Trey McIntyre ProjectBoise, ID
In 2010, because of Trey McIntyre Project’s high profile nationally and internationally, Boise City Mayor Dave Bieter named TMP the city’s inaugural Economic Development Cultural Ambassador. In 2011, Mayor Bieter yet again bestowed the title upon the dance company. This was not only in recognition of what TMP was doing outside of Boise but was also a nod to the engagement activities that TMP is so heavily involved in within its hometown’s borders, such as partnerships with Coldwell Banker, St. Luke’s Children’s Hospital, The City of Boise and the Treasure Valley YMCA; collaborations with local artists; spontaneous performances (SpUrbans) and more. These engagements are known collectively as The Boise Bright Spot Project, a creative placemaking endeavor made possible by the NEA/Artplace grant.

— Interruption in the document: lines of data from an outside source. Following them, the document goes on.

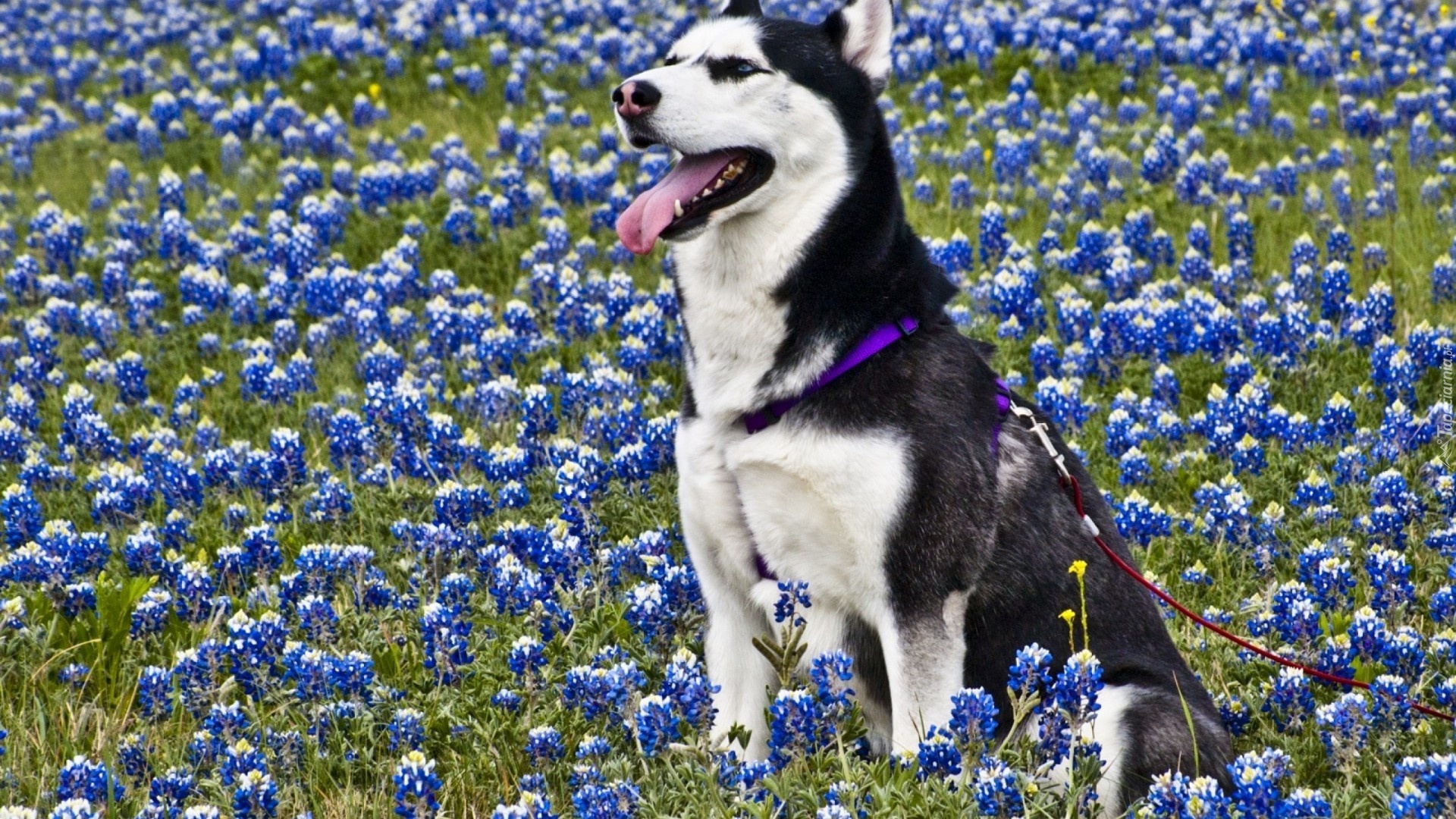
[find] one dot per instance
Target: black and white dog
(932, 554)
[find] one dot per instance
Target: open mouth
(692, 190)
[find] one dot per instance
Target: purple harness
(878, 338)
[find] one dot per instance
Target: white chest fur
(821, 507)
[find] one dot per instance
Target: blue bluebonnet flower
(998, 789)
(1345, 726)
(406, 730)
(655, 725)
(938, 754)
(88, 780)
(416, 787)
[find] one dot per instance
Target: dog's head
(755, 107)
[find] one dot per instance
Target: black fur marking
(730, 69)
(743, 9)
(1003, 539)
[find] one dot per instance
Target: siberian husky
(934, 538)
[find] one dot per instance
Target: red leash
(1075, 491)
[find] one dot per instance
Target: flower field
(337, 426)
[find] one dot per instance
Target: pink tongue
(653, 210)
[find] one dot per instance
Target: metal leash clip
(1040, 430)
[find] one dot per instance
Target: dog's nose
(635, 98)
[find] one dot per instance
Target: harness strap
(878, 338)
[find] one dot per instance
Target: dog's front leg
(723, 554)
(925, 659)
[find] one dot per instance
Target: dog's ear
(862, 30)
(742, 9)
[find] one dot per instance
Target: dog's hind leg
(925, 654)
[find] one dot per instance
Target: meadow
(337, 426)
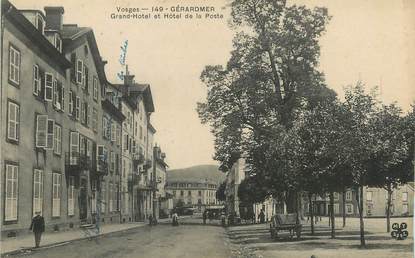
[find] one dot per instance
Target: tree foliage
(221, 192)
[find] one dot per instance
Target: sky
(368, 40)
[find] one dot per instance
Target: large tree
(271, 76)
(391, 161)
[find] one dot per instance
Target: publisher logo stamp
(399, 232)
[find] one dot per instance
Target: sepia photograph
(207, 128)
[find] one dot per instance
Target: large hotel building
(74, 146)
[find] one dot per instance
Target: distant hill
(196, 174)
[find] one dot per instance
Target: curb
(65, 242)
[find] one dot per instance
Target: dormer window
(58, 43)
(40, 23)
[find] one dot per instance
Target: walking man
(204, 217)
(38, 227)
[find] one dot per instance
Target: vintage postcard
(207, 128)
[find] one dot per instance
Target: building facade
(197, 194)
(70, 143)
(162, 201)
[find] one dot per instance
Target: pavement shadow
(260, 239)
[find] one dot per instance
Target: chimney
(54, 17)
(128, 79)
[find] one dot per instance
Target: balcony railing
(148, 164)
(76, 160)
(100, 166)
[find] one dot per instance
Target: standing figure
(38, 227)
(175, 219)
(204, 217)
(262, 217)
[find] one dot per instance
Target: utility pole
(154, 177)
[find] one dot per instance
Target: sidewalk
(26, 242)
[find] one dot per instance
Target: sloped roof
(15, 16)
(196, 174)
(73, 36)
(139, 88)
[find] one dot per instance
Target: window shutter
(88, 119)
(62, 96)
(100, 152)
(55, 92)
(36, 82)
(77, 111)
(17, 113)
(41, 131)
(51, 129)
(48, 87)
(70, 111)
(113, 132)
(86, 78)
(88, 148)
(73, 68)
(79, 71)
(74, 149)
(13, 121)
(42, 84)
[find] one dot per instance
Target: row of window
(192, 185)
(44, 84)
(369, 196)
(111, 130)
(12, 197)
(11, 193)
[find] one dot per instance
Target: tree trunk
(310, 210)
(333, 232)
(388, 207)
(297, 210)
(359, 197)
(344, 206)
(290, 201)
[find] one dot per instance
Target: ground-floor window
(71, 199)
(37, 191)
(103, 197)
(11, 192)
(405, 208)
(111, 197)
(349, 208)
(126, 203)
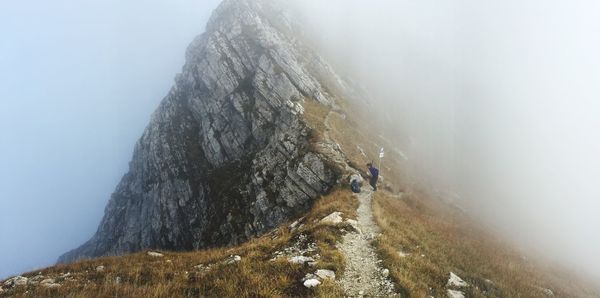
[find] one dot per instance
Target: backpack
(355, 186)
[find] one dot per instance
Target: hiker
(374, 175)
(355, 183)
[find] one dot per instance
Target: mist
(497, 102)
(79, 82)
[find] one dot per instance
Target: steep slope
(227, 155)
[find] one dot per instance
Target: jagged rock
(455, 294)
(232, 260)
(548, 292)
(50, 283)
(455, 281)
(325, 274)
(385, 272)
(309, 276)
(16, 281)
(311, 283)
(36, 279)
(403, 254)
(300, 260)
(227, 155)
(333, 218)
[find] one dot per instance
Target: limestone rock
(16, 281)
(300, 260)
(227, 155)
(455, 281)
(311, 283)
(333, 218)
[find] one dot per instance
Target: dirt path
(363, 275)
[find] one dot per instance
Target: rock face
(227, 154)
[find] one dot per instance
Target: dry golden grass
(439, 241)
(174, 274)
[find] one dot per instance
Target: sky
(498, 101)
(79, 81)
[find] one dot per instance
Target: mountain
(228, 154)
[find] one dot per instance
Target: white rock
(155, 254)
(48, 281)
(52, 285)
(385, 272)
(455, 281)
(333, 218)
(16, 281)
(325, 274)
(300, 260)
(294, 224)
(548, 292)
(311, 283)
(455, 294)
(232, 260)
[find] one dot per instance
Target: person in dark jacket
(374, 176)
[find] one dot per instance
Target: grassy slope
(419, 225)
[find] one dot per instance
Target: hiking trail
(363, 276)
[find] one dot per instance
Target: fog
(496, 101)
(79, 80)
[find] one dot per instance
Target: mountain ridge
(227, 155)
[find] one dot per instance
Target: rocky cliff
(227, 154)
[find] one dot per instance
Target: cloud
(497, 101)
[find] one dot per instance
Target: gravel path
(363, 276)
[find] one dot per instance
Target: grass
(174, 275)
(439, 241)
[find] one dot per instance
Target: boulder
(455, 294)
(311, 283)
(155, 254)
(333, 218)
(455, 281)
(300, 260)
(232, 260)
(16, 281)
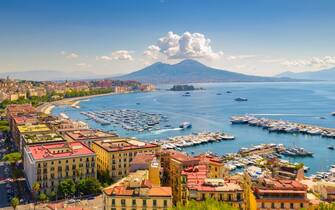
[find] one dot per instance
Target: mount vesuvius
(191, 71)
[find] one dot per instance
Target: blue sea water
(207, 111)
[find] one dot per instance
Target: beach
(47, 107)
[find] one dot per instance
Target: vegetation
(13, 158)
(88, 186)
(4, 126)
(66, 188)
(15, 202)
(75, 93)
(209, 204)
(43, 197)
(104, 178)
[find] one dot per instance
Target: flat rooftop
(197, 179)
(59, 150)
(85, 134)
(122, 144)
(42, 138)
(21, 108)
(33, 128)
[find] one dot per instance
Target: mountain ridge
(191, 71)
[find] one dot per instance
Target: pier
(283, 126)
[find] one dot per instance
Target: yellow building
(137, 192)
(114, 155)
(195, 185)
(30, 129)
(51, 163)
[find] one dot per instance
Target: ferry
(240, 99)
(185, 125)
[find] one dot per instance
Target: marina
(179, 142)
(128, 119)
(283, 126)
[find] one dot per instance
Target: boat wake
(269, 114)
(166, 130)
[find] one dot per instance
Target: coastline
(47, 107)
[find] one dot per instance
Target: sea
(210, 110)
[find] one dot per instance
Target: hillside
(191, 71)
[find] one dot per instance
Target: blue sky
(262, 37)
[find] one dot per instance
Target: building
(40, 138)
(26, 130)
(115, 155)
(51, 163)
(173, 163)
(273, 194)
(87, 136)
(138, 191)
(196, 185)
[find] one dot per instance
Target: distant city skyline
(259, 37)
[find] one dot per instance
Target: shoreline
(47, 107)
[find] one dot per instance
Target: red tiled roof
(59, 150)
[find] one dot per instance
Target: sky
(106, 37)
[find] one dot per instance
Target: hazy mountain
(191, 71)
(44, 75)
(325, 74)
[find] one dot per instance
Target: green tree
(12, 158)
(43, 197)
(36, 188)
(52, 196)
(15, 202)
(89, 186)
(66, 188)
(209, 204)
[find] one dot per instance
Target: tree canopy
(89, 186)
(66, 188)
(209, 204)
(13, 157)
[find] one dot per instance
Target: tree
(89, 186)
(209, 204)
(13, 158)
(36, 188)
(15, 202)
(43, 197)
(66, 188)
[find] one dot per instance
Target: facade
(115, 155)
(50, 164)
(24, 130)
(197, 186)
(87, 136)
(273, 194)
(40, 138)
(137, 192)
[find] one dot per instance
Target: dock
(283, 126)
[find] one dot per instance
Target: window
(165, 203)
(123, 202)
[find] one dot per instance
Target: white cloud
(187, 45)
(69, 55)
(239, 57)
(322, 62)
(117, 55)
(83, 65)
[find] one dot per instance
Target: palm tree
(15, 202)
(36, 189)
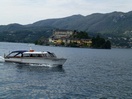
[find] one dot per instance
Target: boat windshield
(16, 54)
(39, 54)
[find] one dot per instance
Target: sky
(29, 11)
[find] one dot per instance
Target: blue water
(87, 74)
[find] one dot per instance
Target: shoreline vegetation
(76, 39)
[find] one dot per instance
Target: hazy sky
(29, 11)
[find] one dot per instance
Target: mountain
(115, 24)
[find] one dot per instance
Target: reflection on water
(39, 68)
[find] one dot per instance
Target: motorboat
(34, 57)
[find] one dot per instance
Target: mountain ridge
(117, 24)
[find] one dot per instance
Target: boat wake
(41, 65)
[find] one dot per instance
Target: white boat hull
(54, 62)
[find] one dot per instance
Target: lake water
(87, 74)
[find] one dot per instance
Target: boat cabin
(20, 54)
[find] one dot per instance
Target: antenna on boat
(31, 50)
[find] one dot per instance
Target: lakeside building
(63, 37)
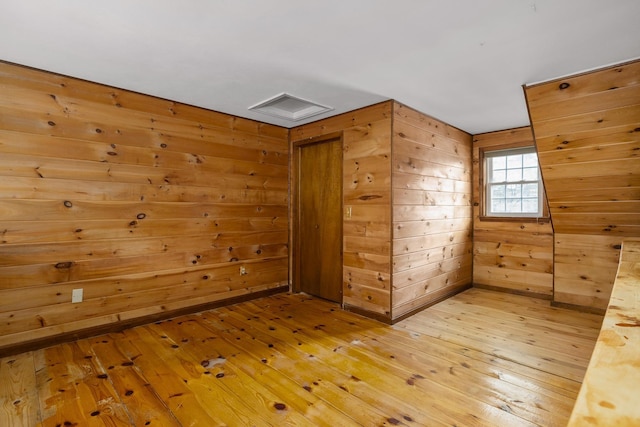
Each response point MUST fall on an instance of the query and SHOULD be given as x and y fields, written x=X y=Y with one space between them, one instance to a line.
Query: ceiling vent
x=289 y=107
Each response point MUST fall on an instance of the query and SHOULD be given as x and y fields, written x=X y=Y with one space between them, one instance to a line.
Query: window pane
x=499 y=162
x=499 y=176
x=514 y=161
x=514 y=190
x=498 y=206
x=530 y=190
x=530 y=174
x=514 y=175
x=530 y=160
x=513 y=185
x=514 y=205
x=530 y=205
x=497 y=191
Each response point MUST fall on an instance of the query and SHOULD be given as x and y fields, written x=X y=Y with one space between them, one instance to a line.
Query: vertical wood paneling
x=584 y=265
x=432 y=223
x=367 y=194
x=587 y=130
x=516 y=256
x=146 y=204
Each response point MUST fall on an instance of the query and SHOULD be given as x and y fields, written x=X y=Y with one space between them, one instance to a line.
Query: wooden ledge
x=609 y=392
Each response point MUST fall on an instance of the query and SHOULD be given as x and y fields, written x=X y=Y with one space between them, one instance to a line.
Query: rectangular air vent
x=289 y=107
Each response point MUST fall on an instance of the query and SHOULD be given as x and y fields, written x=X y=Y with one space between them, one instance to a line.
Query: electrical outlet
x=76 y=295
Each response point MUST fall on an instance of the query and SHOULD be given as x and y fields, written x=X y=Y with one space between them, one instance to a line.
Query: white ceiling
x=461 y=61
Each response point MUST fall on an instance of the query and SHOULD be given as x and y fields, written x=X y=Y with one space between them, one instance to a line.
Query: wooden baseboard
x=438 y=297
x=513 y=291
x=119 y=326
x=366 y=313
x=580 y=308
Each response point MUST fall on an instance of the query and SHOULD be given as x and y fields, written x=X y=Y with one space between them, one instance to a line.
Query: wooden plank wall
x=432 y=224
x=516 y=256
x=367 y=192
x=587 y=130
x=147 y=205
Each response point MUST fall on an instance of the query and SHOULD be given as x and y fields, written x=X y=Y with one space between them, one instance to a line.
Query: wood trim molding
x=513 y=291
x=580 y=308
x=119 y=326
x=438 y=297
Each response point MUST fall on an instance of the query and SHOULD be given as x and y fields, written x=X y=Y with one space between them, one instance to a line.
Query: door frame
x=296 y=147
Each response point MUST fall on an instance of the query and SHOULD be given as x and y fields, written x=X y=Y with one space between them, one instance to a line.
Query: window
x=513 y=187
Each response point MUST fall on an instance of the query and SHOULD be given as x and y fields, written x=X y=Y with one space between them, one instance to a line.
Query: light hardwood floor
x=480 y=358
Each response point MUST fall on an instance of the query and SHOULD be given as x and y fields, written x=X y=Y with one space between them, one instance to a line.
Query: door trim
x=295 y=210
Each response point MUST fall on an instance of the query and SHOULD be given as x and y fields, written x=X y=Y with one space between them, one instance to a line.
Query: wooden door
x=319 y=230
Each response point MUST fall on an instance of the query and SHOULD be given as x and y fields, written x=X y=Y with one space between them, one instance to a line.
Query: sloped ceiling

As the TMP team prepared for a tour of Hawaii and the East Coast, TMP dancer and Executive Director John Michael Schert answered a few questions about the difficulties and the rewards of creative placemaking, something the company is constantly developing, regardless of where in the world they are.
ARTPLACE: As you reflect on your work to date, what unexpected challenges have you encountered?
JOHN MICHAEL: One of TMP’s biggest, long-reaching goals is for the creation of a larger, institutional funder for creativity/innovation/arts in Boise. Progress is being made on the City level for a local option tax towards the arts which TMP is actively involved in advocating for – to date there is no sustainable major local funder, but we hope to help create one by the Fall 2012
Our time in Boise is limited. Touring takes us away so frequently that we are not able to fully commit ourselves for long stretches of time to the Boise Bright Spot Project
And last but not least, TMP needs a permanent home: We need to be out of our current residence by June 30, 2012 and as of now, we still don’t know where we will go. We must have a place to base our programs out of.
ARTPLACE: Have you had any happy surprises in your work to date?
JOHN MICHAEL: We have been wonderfully surprised at the excitement and willingness of Americans in a small/mid-sized city to embrace a dance company as their emissary to the world. That relationship has fostered the success of the Boise Bright Spot Project and with the attention cast by ArtPlace and the NEA Our Town grant, TMP is being heralded as a national Bright Spot by organizations such as the Doris Duke Charitable Foundation and the Paul G. Allen Family Foundation. It has also lead other cities in the U.S. to look to the TMP/Boise model and ask how they can create projects similar to Boise Bright Spot in their own city. We have shown that people are willing to fund (charitably and non-charitably) a creative placemaking endeavor when they realize it is value-added to the their community.
ARTPLACE: Are there things you’ve learned in your work that others in the creative placemaking field can learn from?
JOHN MICHAEL: We learned that directly approaching individuals, businesses, elected officials, students, and self-defined groups one at a time is the most effective way to create a grassroots feeling of “ownership”. We also discovered that a grassroots approach such as this must be complemented by macro/public events such as a performances, high press visibility through awards and accomplishments and engagement omnipresence to create the feeling of inclusion and pride.
Boise artist Rachel Linquist created TMP finger puppets, seen above, for 2011’s 10+1, a collaboration between TMP and local artists.